Decomposers are an important part of the circle of life, but a part that we don’t often like to talk about. Vermiculture opens the door to demystify the deconstruction process through the disposal of food waste and creates nutrient rich compost to plant in to begin the cycle again. The best part is that it is easy and cheap to set up and requires very little maintenance for a great reward!
What do you need?
- Not a lot of space. Worms are great at reproducing and expanding their numbers, but they will only reproduce to fit the size of the space you provide for them. For the first six months, my worms lived in a tiny bin I kept in a file cabinet at work!

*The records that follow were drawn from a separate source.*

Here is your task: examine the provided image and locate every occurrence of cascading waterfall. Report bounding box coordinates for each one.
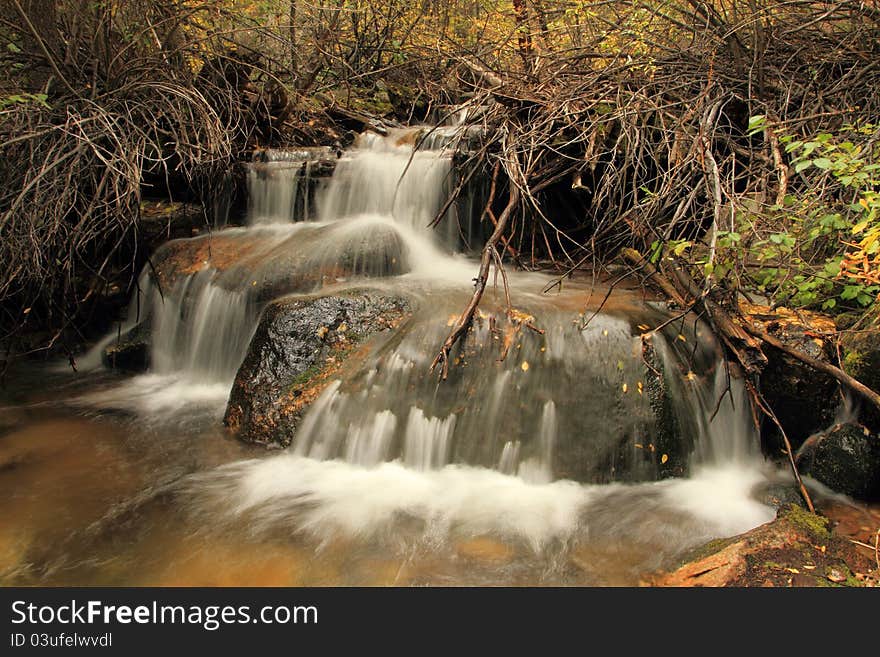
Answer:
[74,124,773,584]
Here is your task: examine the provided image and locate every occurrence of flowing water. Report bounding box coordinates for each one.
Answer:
[0,130,780,585]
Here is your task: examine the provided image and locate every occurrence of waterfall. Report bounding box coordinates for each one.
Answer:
[65,120,773,572]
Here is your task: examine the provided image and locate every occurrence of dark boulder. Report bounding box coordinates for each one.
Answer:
[841,326,880,433]
[746,306,841,458]
[224,291,410,447]
[101,324,150,372]
[797,424,880,501]
[150,221,409,302]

- A container to hold them in. If you google “vermiculture diy” you can find a bunch of tutorials on how to cheaply make a worm home out of a couple of plastic tubs. Looking to deck your worms out in style? You can also search on Etsy and find hand made wooden homes!

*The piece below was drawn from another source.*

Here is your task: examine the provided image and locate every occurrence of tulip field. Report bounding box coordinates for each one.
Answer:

- Bedding material. This is typically just paper or cardboard you tear up to add a big of bulk and retain moisture. I like to use brown paper bags from the grocery store.
- Some gloves. You’ll want to be able to get in the bin, so make sure you have some gloves around to keep your hands clean. I use my simple gardening gloves.
- Food scraps! The most important bit! What are your worms going to eat? Worms are not very picky eaters, but you should try to follow some guidelines. I primarily feed mine a diet of fruit/vegetable scraps, tea leaves and coffee grounds, but you can also through in bread products if you’d like. (We don’t have a lot of bread waste in this house!) There are some things you should avoid feeding your worms. They aren’t fans of citrus or onions, and you should avoid meat and dairy products as well.